Auf den ersten Blick erwecken zwar sowohl § 15 Nr. 2 PassG als auch § 27 Abs. 1 Nr. 2 PAuswG den Eindruck, als bestehe keine generelle Rückgabepflicht für abgelaufene Dokumente. Denn beide Regelungen sprechen davon, dass der Inhaber das „alte“ Dokument beim Empfang des „neuen“ Dokuments nur „auf Verlangen“ zurückgeben müsse. Aufgrund der Tatsache, dass die Ausweisdokumente Eigentum der Bundesrepublik Deutschland sind (und bleiben), ist jedoch die Abgabe der alten Dokumente beim Empfang der neuen Dokumente der Regelfall. Sowohl Nummer 6.3.3.3 Satz 1 der Passverwaltungsvorschrift (PassVwV) als auch Nummer G.4.1 der Allgemeinen Verwaltungsvorschrift zur Durchführung des Personalausweisgesetzes und der Personalausweisverordnung (PAuswVwV) ordnen deshalb an, dass spätestens bei der Aushändigung des neuen Passes bzw. des Personalausweises der alte Pass bzw. Personalausweis einzuziehen ist, siehe auch Randnummer 9 zu § 15 PassG im Kommentar Böttcher/Ehmann sowie im Kommentar Ehmann/Brunner.
Pass- und Ausweisbehörden nehmen somit bei der Einziehung des entsprechenden Ausweisdokuments das Eigentumsrecht der Bundesrepublik Deutschland wahr (vgl. Kommentar Böttcher/Ehmann sowie Kommentar Ehmann/ Brunner, jeweils Randnummer 53 zu § 1 PassG).
Im Pass (hierunter zählen neben dem „normalen“ Reisepass vor allem auch der Kinderreisepass und der vorläufige Reisepass, siehe § 1 Abs. 2 PassG) angebrachte Sichtvermerke, die Passinhaber sich als Andenken an ihre Reisen behalten wollen, sind noch immer der häufigste Grund, weshalb Passinhaber ihren alten Pass behalten wollen. Diesem Wunsch trägt Nummer 15.0.1 PassVwV Rechnung: „Von einer Einziehung kann abgesehen werden, wenn ein berechtigtes Interesse an seinem weiteren Besitz (z. B. als Andenken oder wenn der Pass gültige Sichtvermerke enthält) glaubhaft gemacht wird. Ein solcher Pass ist sichtbar zu entwerten…“. Diese Regelung ist zwar eigentlich auf den Fall zugeschnitten, dass ein Pass unzutreffende Eintragungen enthält. Das hindert aber nicht daran, den Gedanken, der ihr zugrunde liegt, auch hier anzuwenden.
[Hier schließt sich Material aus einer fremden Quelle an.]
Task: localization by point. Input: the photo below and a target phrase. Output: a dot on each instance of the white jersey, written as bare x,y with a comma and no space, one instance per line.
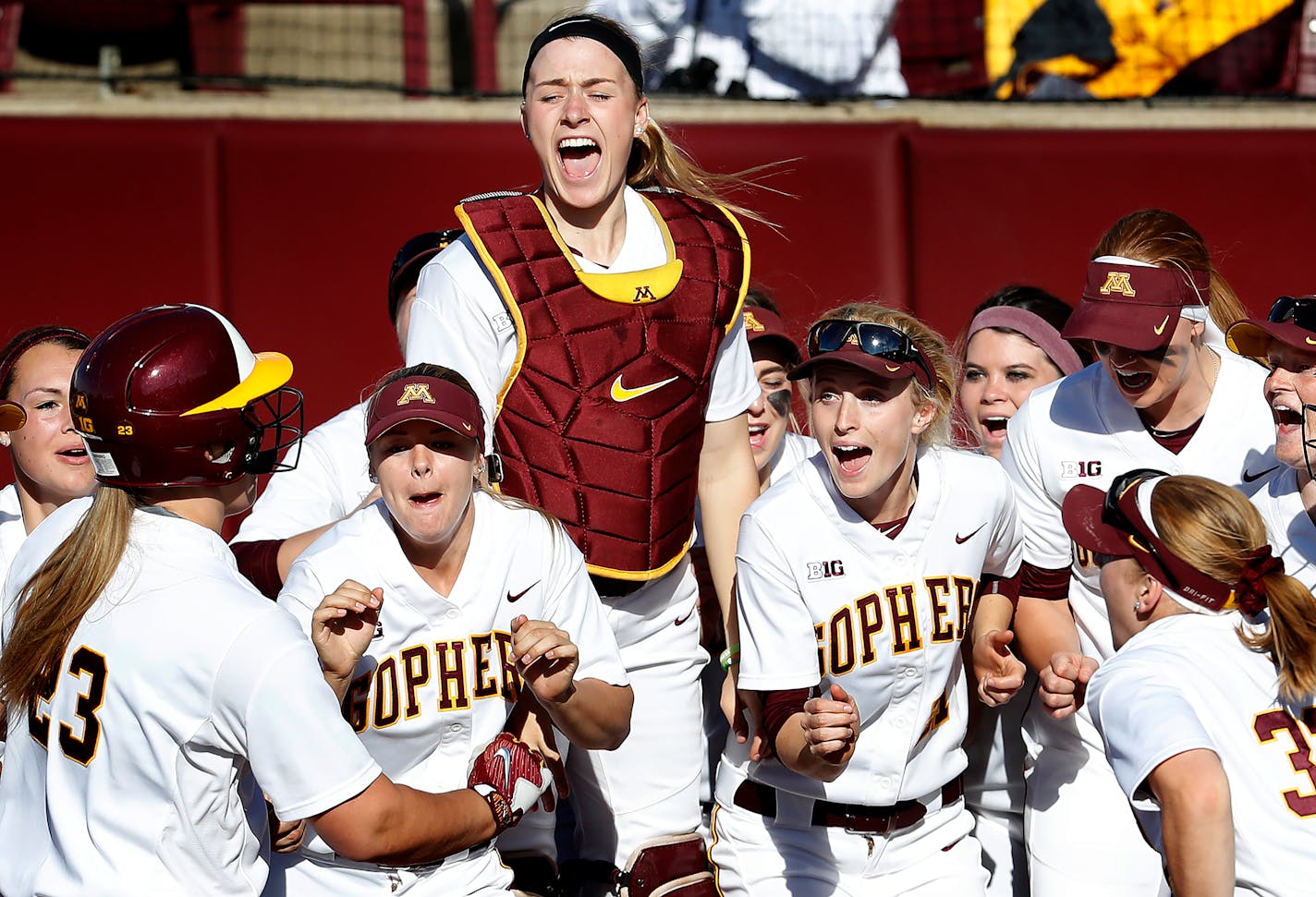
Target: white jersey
820,587
1079,430
1188,683
1288,527
437,682
329,481
459,320
177,685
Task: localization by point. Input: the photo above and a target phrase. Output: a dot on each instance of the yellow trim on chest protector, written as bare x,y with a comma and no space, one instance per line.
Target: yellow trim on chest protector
626,287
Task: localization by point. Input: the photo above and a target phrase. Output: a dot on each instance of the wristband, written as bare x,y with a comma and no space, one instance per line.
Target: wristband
729,657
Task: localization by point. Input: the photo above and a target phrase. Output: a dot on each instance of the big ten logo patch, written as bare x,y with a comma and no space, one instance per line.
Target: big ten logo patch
1071,469
816,570
437,677
850,636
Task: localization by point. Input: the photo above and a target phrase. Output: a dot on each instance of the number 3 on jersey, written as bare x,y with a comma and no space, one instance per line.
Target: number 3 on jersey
75,747
1272,723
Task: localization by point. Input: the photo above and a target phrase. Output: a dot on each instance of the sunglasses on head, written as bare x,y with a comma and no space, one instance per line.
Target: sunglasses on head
877,340
1299,310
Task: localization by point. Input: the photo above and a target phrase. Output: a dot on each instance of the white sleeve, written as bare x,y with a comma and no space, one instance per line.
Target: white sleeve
735,385
299,500
1144,721
272,698
1046,545
1007,539
447,326
778,648
574,607
832,41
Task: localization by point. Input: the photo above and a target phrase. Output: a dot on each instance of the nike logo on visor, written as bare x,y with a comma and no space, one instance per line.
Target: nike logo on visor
623,394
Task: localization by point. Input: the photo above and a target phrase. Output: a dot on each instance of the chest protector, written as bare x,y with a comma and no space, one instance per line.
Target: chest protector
602,418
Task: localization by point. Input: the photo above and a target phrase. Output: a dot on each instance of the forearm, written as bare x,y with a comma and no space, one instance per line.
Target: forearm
1197,823
792,748
1042,629
402,826
595,716
728,483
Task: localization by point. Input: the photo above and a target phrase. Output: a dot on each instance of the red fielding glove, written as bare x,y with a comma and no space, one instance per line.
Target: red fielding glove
511,778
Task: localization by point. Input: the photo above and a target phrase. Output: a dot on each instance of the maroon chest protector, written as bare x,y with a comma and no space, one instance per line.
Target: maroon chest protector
602,418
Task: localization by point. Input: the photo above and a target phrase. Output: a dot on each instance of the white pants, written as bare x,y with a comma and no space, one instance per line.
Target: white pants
1083,840
757,856
649,787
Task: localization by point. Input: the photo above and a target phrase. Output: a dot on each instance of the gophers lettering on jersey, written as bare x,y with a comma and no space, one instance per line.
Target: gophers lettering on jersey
434,676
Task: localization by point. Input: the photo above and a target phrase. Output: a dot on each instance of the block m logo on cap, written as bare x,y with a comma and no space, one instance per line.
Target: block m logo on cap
1117,282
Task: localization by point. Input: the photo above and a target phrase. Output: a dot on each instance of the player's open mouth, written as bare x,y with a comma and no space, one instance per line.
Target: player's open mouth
1136,382
75,456
579,157
852,459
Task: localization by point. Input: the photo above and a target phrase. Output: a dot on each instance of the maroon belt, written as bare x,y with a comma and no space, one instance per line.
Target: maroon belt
859,817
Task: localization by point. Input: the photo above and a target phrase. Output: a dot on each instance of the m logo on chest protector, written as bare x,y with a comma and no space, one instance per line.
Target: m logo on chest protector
415,392
818,570
1117,282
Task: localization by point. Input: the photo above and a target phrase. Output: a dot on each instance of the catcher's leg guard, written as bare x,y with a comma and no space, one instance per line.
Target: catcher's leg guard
664,867
533,874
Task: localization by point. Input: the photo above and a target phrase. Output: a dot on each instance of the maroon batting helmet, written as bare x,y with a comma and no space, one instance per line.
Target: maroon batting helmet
173,396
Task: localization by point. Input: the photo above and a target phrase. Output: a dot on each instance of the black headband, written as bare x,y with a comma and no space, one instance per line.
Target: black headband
589,27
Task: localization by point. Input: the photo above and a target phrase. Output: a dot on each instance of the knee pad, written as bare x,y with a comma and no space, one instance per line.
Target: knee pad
664,867
533,874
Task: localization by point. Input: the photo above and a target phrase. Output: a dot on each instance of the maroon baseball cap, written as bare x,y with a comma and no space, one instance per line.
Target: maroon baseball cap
424,399
1119,522
1291,321
12,418
1132,306
765,326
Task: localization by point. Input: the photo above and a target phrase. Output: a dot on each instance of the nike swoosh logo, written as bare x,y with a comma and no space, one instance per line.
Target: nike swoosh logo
961,539
1253,478
514,599
623,394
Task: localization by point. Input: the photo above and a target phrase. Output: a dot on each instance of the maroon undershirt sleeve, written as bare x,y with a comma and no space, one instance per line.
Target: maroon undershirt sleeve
779,707
260,564
1042,582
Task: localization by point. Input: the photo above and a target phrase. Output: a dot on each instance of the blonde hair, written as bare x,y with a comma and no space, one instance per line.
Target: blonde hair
59,593
1164,239
933,346
1216,529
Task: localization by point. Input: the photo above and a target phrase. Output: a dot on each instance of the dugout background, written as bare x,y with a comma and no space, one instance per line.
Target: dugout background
288,226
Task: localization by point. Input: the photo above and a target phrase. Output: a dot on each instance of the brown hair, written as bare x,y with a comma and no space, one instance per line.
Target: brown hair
59,593
1216,529
1164,239
939,356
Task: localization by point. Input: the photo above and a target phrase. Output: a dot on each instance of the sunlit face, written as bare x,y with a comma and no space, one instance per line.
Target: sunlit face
427,475
770,415
1152,381
49,456
582,112
1121,583
1000,371
868,429
1290,387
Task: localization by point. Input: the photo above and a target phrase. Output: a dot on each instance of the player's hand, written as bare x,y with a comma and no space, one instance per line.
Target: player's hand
998,671
1064,685
342,624
532,725
546,658
831,725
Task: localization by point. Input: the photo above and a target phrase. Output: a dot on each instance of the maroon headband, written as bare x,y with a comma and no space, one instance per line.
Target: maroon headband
36,337
1033,328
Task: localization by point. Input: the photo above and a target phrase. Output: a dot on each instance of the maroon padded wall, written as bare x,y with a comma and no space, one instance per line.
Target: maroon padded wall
289,226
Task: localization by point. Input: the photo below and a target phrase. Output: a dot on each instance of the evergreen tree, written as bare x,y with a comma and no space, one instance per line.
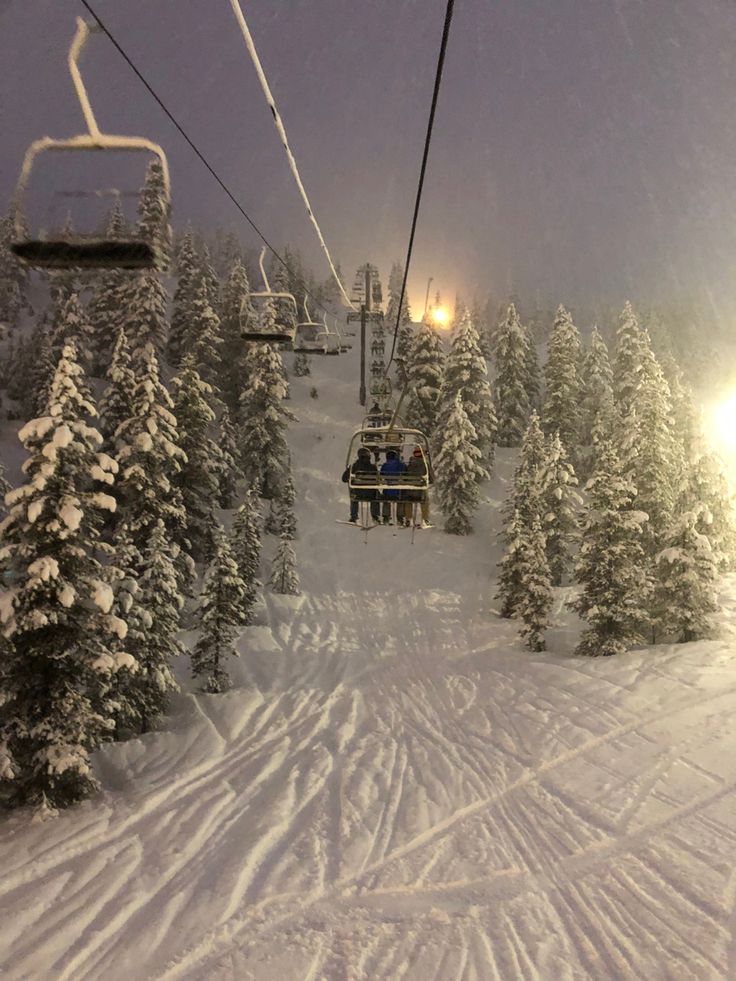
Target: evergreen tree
145,311
116,404
223,595
247,549
685,596
186,269
466,373
425,370
153,213
107,308
56,618
611,567
264,420
512,398
284,577
707,494
597,387
196,478
535,589
150,458
235,304
227,469
459,471
404,339
160,600
631,342
559,504
301,365
563,387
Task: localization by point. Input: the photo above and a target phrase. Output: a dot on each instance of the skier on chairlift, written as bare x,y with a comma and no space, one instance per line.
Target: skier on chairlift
362,465
393,468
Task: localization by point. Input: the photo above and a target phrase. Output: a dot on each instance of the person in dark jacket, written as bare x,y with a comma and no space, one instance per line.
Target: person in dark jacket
417,468
392,470
362,466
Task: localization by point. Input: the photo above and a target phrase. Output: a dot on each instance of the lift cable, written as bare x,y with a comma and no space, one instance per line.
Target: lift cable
427,141
247,36
194,147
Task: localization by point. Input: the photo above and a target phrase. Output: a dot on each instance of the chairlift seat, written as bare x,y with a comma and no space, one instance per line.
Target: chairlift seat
86,253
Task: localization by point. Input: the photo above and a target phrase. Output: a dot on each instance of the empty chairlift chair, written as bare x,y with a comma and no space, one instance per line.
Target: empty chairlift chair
270,324
78,250
311,337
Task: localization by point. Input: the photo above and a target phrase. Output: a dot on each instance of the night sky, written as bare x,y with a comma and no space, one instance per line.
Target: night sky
582,148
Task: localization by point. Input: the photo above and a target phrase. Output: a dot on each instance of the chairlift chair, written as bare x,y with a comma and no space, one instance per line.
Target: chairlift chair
77,250
380,440
267,329
311,337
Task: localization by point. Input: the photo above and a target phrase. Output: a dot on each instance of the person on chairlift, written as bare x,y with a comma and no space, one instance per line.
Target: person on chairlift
363,465
393,468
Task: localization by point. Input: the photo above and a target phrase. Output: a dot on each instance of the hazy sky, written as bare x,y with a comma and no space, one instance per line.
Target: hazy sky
582,147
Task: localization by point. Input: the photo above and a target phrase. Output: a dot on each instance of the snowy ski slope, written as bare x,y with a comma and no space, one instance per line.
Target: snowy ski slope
397,789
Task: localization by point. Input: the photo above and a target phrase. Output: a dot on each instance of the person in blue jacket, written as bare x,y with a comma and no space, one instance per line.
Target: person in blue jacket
392,469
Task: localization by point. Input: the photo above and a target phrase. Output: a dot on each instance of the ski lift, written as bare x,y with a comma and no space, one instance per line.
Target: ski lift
73,250
311,337
268,328
404,442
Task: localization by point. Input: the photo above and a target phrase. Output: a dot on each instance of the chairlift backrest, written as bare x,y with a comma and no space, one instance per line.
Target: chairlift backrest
77,250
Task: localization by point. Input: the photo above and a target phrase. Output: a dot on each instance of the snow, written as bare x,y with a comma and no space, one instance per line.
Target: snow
396,788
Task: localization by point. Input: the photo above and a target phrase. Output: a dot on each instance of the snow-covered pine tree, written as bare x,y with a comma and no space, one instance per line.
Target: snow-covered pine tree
226,456
531,361
247,548
651,462
559,506
221,610
597,387
264,420
160,601
196,478
512,398
71,326
406,330
685,596
150,458
707,494
186,270
145,314
466,373
563,387
56,618
107,308
535,586
153,213
302,367
611,567
425,369
459,470
116,404
284,576
631,342
234,306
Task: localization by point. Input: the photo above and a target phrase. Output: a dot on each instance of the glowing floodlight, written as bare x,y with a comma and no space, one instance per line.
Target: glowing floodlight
440,316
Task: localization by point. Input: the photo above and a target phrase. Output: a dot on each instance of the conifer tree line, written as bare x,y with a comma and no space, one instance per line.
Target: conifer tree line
616,493
117,519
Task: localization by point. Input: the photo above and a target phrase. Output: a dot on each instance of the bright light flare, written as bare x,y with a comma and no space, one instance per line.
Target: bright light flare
440,316
722,426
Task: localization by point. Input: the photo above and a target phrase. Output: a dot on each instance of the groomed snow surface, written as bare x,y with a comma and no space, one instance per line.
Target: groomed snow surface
396,788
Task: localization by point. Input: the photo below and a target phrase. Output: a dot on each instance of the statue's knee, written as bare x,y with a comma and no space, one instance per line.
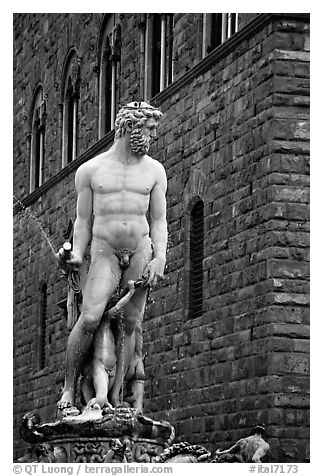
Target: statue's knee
132,319
90,321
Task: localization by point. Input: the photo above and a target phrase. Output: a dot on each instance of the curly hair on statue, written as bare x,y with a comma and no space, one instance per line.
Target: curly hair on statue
138,114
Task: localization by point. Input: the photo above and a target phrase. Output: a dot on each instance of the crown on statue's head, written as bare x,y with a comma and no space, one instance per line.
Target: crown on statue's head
137,105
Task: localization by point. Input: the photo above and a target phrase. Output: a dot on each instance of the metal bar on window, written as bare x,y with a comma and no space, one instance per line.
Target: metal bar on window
224,27
163,53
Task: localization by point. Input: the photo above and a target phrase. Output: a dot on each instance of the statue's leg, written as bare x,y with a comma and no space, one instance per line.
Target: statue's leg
103,279
133,316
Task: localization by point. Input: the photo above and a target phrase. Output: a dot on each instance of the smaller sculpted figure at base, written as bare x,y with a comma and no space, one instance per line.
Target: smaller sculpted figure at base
116,191
247,450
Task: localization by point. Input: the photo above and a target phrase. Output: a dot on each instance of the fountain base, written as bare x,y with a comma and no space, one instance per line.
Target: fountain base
122,435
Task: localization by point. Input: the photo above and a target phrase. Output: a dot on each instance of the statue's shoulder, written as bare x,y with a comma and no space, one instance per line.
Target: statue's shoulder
155,164
92,164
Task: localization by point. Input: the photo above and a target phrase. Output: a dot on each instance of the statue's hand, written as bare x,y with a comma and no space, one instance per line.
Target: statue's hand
154,270
67,263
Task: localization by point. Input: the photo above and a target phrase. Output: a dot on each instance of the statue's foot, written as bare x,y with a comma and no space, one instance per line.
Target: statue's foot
92,411
66,409
107,408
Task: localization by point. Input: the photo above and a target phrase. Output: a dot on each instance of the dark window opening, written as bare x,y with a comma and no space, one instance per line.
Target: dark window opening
42,329
108,93
216,31
156,54
196,261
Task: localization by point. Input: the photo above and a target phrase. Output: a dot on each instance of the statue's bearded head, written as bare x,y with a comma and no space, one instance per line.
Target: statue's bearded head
139,119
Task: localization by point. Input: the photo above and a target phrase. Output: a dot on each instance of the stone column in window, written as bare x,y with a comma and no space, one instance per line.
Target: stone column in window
224,27
163,53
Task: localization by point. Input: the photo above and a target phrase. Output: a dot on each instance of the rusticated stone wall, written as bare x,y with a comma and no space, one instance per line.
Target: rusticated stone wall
236,134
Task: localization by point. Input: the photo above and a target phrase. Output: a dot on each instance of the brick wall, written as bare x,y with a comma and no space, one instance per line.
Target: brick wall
235,134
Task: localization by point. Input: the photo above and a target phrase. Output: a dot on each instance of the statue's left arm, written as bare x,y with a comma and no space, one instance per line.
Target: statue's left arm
158,226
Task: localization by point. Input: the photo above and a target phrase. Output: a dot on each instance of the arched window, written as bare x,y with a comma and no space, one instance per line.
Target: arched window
158,53
109,60
196,253
42,327
217,27
70,99
37,145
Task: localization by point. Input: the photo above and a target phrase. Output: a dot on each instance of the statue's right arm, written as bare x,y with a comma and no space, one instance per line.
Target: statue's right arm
84,208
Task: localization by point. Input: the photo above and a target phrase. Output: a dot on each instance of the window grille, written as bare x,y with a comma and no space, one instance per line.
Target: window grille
71,94
42,330
37,146
109,60
217,28
196,260
159,62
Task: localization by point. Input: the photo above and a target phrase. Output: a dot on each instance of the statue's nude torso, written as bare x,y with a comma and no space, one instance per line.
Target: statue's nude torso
121,194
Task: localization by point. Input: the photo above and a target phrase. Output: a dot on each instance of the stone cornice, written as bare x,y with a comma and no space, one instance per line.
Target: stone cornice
204,65
223,50
97,148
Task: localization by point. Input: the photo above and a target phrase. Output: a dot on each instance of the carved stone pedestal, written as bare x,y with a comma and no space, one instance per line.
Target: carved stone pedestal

Zu den Begriffen kurz folgender Hinweis: „Sichtvermerk“ (Mehrzahl: „Sichtvermerke“) und „Visum“ (Mehrzahl: „Visa“) bedeuten dasselbe. Verwaltungsvorschriften verwenden eher den Begriff „Sichtvermerk“ Gesetze eher den Begriff „Visum“. Bilder mit Beispielen von Visa aus verschiedenen Ländern siehe https://de.wikipedia.org/wiki/Visum.
Bei Personalausweisen kann der Wunsch nach einem Visum als Andenken kein berechtigtes Interesse darstellen, da diese bekanntermaßen keine Sichtvermerke enthalten. Dennoch gibt es andere, durchaus nachvollziehbare Gründe, weshalb Ausweisinhaber auch einen alten Personalausweis behalten wollen. So wird man die Erinnerung an ein „jugendlicheres Aussehen“ oder auch an eine alte Generation von Ausweisen, die es so künftig nicht mehr geben wird und in einigen Jahren vielleicht sogar die Erinnerung an eine „Corona-Frisur“ als berechtigtes Interesse anerkennen können.
Daher bietet Nummer G.4.1, Abs. 2 Satz 1 der PAuswVwV auch den Personalausweisbehörden die Möglichkeit einer Ausnahme: „Auf Wunsch der antragstellenden Person kann der entwertete alte Personalausweis wieder ausgehändigt werden…“.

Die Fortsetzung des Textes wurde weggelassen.